Low-Carb Diets - An Introduction
According to a recent survey by the
National Health Institute, about a third of overweight
Americans who are trying to lose weight, are doing
so by eating less carbohydrates (carbs) largely because
of the increased popularity of fad diets like Atkins
Diet and the South Beach Diet.
Who Invented Low-Carb Diets?
The term "low-carb" was coined around 1992
when the USDA recommended that Americans include six
to eleven servings daily of grains and starches in
their diet.
In fact, low-carb dieting dates back more than 100
years to 1864, before the trendy Atkins diet, when
a pamphlet titled "Letter on Corpulence"
was written by William Banting. This was as close
to the first commercial low-carb diet as you could
get.
Banting's diet eventually fell out of favor, but
low-carb diets began appearing again in the 20th century.
The most famous of these are the Atkins and Scarsdale
diets that came to popularity in the 1970s.
While Scarsdale has a set 14-day meal plan that must
be followed and greatly restricts calories, the Atkins
diet allows for unlimited calorie consumption as long
as those calories are from protein, fat and vegetables
and carbohydrate intake is kept low.
Atkins and Scarsdale fell out of favor in the 1980's
when the USDA encouraged the consumption of grains
and grain products.
It was only in the 1990's that we began to see a
return to low-carb dieting that seems to be more than
a fad. Low-carb is now a lifestyle!
As more and more people realize the weight loss and
other health benefits that are available to people
who eat low-carb, the number of diets and stores that
sell specialty low-carb products continue to rise.
In a nutshell, most low-carb diets carry the same
basic premise: that too much of simple, refined carbohydrates
leads to over overproduction of insulin, which leads
to the storage of too much fat in the body. This fat
storage is especially prominent around the middle.
While there are degrees of difference among the many
diets, they all agree on the negative effects that
excess insulin production have on our systems.
While it might be great to lower the body's sugar
content and be healthier, wouldn't it be great to
learn how to do so while being part of this fast-paced
world?
People want and need simpler solutions. And they
need simpler dieting plans.
Forget spending mega bucks on gourmet, hard-to-find
items. Forget spending hours just to prepare meals.
And forget counting, measuring, and weighing ingredients.
Either a low-carb plan fit into real-world lives,
or it doesn't. So how do low-carb diets fit into the
real world today?
Low Carb, Slow Carb
In a nutshell, there are two kinds of carbohydrates,
simple and complex. Some refer to them as bad and
good carbs, fast and slow digestion carbs and other
possibly confusing lingo.

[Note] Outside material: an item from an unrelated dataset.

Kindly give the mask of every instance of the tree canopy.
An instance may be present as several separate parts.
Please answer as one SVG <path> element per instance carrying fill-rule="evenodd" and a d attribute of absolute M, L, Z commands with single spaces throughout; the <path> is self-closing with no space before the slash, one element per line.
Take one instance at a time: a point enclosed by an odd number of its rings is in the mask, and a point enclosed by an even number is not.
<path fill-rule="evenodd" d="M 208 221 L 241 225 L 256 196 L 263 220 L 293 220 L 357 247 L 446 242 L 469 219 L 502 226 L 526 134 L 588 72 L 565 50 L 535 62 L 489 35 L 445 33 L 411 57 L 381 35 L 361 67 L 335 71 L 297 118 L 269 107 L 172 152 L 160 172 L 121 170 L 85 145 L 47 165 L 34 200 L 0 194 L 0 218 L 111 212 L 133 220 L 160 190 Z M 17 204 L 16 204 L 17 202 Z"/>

Here's the scoop.
Simple Carbs
Foods with simple or refined carbohydrates most often
have a low nutrient content and a high-glycemic index.
They are quick to digest and can cause blood sugar
to soar then fall dramatically within a short span
of time.
In order to keep the body running more healthy and
stable, health advisors recommend that these type
foods be limited.
Examples of these simple carbs are white bread, potatoes,
bananas, and sugary treats like cookies, candy, cupcakes
and cakes, and soda beverages like popular cola products.
Complex Carbs
Foods with complex carbohydrates contain many nutrients
and have a low- to moderate-glycemic index.
Higher fiber content in these foods means slower
digestion, which is healthier for the body. And these
foods are considered good choices by health advisors.
Examples of these complex carbs are whole grains,
most fruits and vegetables. Legumes, plants of the
pea or bean family, are also in this category.
Which Is Best?
While studies like one from the University of Arkansas
for Medical Sciences in January of 2004 show that
low-carb diets can help with weight loss; the carbs
need to be of the complex, low-glycemic type.
However, it is not necessary to totally avoid the
simple carbs. A treat now and then, in moderation
(and approved per your dietary advisor or in accordance
with your health practitioner), should be fine.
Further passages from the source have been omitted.